5) Decorate and Bake (see below for pictures)

  • Score the top with a sharp knife (diagonal slashes or a crosshatch pattern) but make sure not to cut all the way through.

  • Brush with a tiny bit of unsweetened plant-based milk (do not over-saturate the log).

  • Bake at 400° F for 28–35 minutes, or until the pastry is deep golden brown.

  • Let rest 10 minutes before slicing.


Side Serving Ideas:



Tips and Tricks:

  • Yes this is a lot of steps. However, the components can all be easily made ahead, and you can stop at a few places to break up the work.

    • Stop after Step 2: Make the mushroom & onion layer, and beef layer (rolled into a log), and place both in the fridge for up to 2 days in advance. When ready to cook, start at Step 3.

    • Stop after Step 3: Assemble the ham-wrapped log, keep it in the plastic wrap, and place in the fridge for up to 2 days in advance. When ready to cook, start at Step 4.

    • Stop after Step 4: Once wrapped in puffed pastry, either cover the log or the entire baking sheet in plastic wrap. Place it in the fridge for only a few hours. For example if you assemble it in the morning, then want to bake it that evening.

  • Doubling: To make a larger loaf, double the mushroom "duxelles" mixture and the meat mixture. No need to double the puff pastry or anything else. This will simply make a larger, longer, thicker loaf that will still cut into 6-7 slices but bigger. You can stretch the puff pastry around it if needed.

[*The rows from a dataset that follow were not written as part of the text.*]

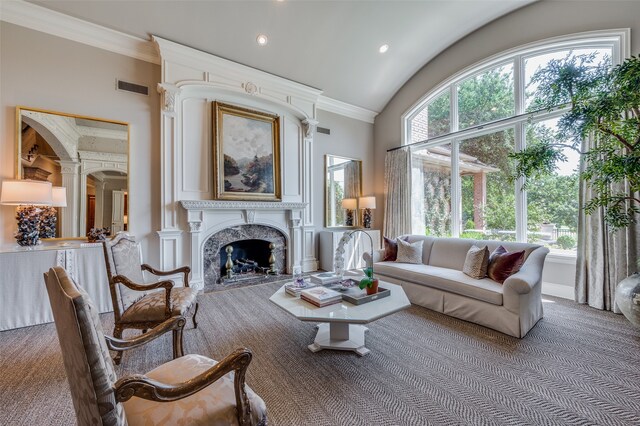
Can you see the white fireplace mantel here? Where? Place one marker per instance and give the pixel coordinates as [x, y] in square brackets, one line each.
[206, 217]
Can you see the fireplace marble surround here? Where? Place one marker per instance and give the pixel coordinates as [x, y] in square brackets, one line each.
[207, 218]
[190, 81]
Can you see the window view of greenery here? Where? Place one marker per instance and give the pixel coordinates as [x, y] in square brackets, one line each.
[486, 97]
[432, 121]
[488, 194]
[552, 199]
[536, 63]
[335, 191]
[431, 187]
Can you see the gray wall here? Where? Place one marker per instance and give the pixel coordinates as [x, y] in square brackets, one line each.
[42, 71]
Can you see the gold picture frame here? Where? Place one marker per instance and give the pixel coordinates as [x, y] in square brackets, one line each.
[246, 154]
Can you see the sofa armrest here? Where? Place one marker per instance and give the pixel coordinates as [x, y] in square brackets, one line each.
[530, 274]
[378, 255]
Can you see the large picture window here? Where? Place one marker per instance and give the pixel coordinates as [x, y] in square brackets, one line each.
[462, 133]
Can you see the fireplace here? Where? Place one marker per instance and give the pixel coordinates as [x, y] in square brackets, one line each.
[250, 256]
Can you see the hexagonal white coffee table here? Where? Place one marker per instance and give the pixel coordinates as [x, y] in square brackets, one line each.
[339, 326]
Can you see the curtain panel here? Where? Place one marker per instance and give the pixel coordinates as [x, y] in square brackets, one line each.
[397, 212]
[604, 257]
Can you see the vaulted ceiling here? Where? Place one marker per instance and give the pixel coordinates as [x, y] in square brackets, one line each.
[330, 45]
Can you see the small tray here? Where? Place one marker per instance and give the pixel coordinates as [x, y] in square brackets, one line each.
[355, 296]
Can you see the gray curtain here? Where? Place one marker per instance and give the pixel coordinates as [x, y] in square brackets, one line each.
[604, 257]
[397, 210]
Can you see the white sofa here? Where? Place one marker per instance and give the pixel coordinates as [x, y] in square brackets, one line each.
[439, 284]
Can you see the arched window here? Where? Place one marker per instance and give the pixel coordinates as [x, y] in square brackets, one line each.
[461, 134]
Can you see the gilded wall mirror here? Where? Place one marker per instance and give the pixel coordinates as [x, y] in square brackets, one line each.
[87, 156]
[343, 187]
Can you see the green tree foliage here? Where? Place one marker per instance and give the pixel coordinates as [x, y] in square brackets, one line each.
[604, 102]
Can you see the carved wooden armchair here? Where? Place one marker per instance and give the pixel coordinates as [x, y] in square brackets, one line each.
[192, 389]
[138, 304]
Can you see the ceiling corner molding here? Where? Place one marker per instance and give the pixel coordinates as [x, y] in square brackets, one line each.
[348, 110]
[47, 21]
[44, 20]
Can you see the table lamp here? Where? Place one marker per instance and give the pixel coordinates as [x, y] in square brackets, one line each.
[49, 215]
[367, 204]
[349, 204]
[29, 195]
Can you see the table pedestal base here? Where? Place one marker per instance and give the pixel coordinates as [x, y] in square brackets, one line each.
[340, 336]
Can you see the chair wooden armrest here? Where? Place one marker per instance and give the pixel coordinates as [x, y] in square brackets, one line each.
[167, 285]
[143, 387]
[174, 323]
[182, 270]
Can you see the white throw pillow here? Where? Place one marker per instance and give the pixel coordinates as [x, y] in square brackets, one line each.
[477, 262]
[409, 252]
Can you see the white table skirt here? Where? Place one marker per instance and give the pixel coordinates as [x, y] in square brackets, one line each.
[23, 295]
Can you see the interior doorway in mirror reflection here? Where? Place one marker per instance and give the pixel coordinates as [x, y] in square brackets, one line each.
[87, 156]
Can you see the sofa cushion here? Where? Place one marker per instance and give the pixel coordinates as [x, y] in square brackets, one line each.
[426, 245]
[391, 248]
[452, 252]
[445, 279]
[409, 252]
[477, 262]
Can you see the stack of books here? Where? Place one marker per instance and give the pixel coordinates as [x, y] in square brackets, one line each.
[325, 278]
[320, 296]
[294, 290]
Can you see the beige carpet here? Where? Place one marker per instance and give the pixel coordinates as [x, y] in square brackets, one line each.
[577, 366]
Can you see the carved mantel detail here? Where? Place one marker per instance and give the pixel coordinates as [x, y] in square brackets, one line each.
[309, 127]
[169, 93]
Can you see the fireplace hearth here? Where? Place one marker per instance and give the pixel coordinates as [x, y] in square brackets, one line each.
[255, 252]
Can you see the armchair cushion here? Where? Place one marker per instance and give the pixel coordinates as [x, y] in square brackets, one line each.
[214, 405]
[151, 307]
[126, 261]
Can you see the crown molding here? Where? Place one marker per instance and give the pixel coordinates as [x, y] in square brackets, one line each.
[348, 110]
[45, 20]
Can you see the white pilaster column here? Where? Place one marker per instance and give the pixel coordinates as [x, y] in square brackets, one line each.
[195, 219]
[308, 231]
[69, 215]
[170, 235]
[295, 239]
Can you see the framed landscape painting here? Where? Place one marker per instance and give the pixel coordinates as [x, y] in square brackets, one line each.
[246, 154]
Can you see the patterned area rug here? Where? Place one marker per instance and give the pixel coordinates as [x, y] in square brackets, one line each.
[577, 366]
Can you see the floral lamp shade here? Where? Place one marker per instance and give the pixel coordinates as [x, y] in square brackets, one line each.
[27, 194]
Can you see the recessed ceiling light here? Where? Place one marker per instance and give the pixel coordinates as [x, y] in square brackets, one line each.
[262, 39]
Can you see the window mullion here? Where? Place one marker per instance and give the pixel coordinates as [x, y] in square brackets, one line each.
[521, 196]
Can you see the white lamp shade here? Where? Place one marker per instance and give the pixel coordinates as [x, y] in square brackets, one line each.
[59, 195]
[367, 202]
[26, 192]
[349, 203]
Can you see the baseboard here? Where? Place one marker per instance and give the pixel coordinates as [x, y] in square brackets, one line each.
[558, 290]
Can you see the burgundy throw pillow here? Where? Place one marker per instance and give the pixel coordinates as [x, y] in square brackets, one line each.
[391, 249]
[503, 264]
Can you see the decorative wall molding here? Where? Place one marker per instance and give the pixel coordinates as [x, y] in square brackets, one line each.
[239, 205]
[348, 110]
[47, 21]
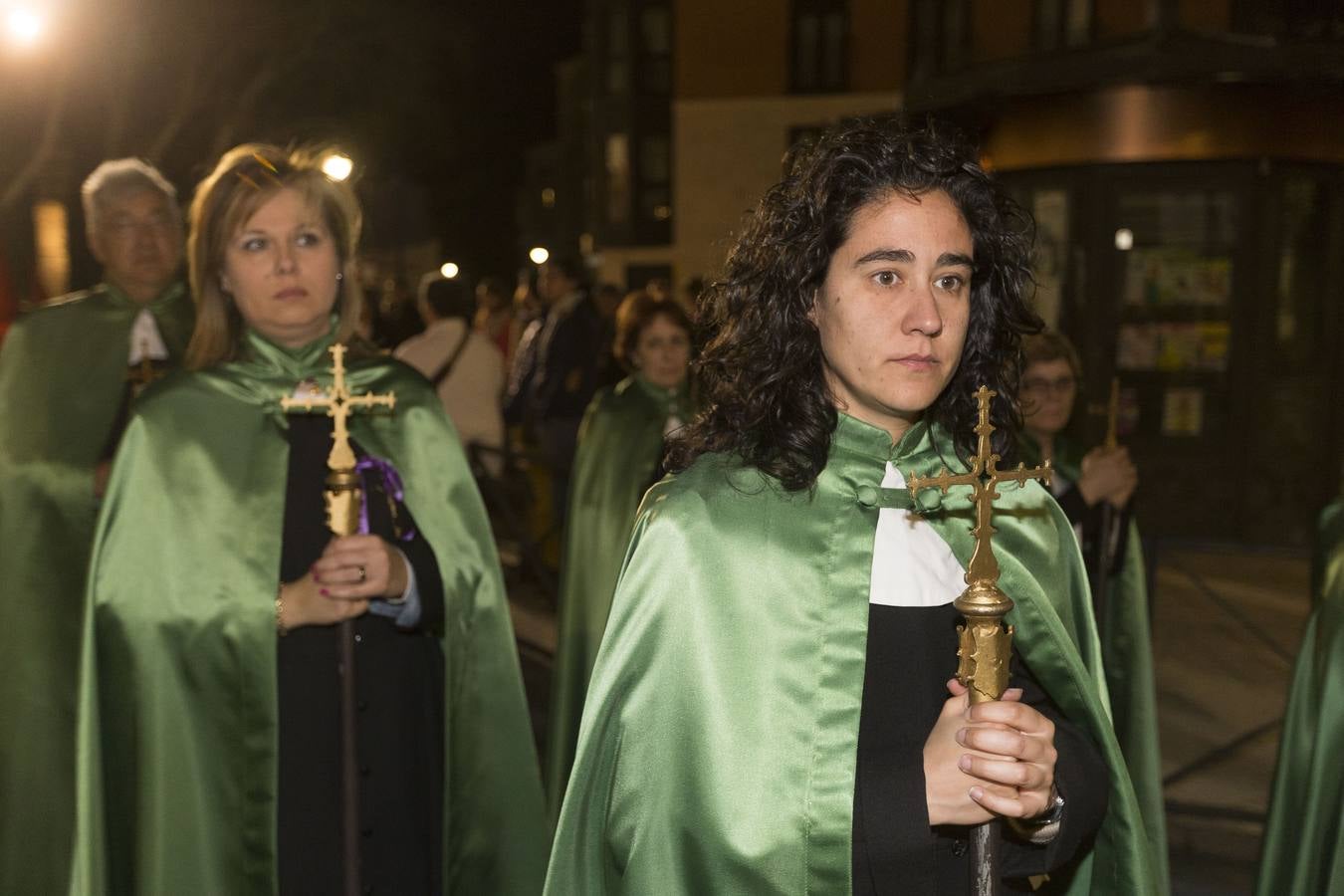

  • Store the leftover Beef Wellington in an air-tight container in the fridge for up to 5 days.

  • Reheat instructions:

    • Unsliced log: Allow the leftovers to come to room temp before baking (about 20 minutes). Place on a parchment-lined baking sheet, and bake in a 350° F oven for about 10 minutes or until warmed through.

    • Sliced pieces: No need to bring the leftovers to room temp. Place the slices on a parchment-lined baking sheet, and bake in a 350° F oven for about 5 minutes or until warmed through. Air-frying the slices is also an option.

    • Microwaving is not recommended, but can be done as a last resort.

A sliced vegan Wellington on a wooden board, with golden pastry and savory filling, garnished with rosemary. Background shows white tiles.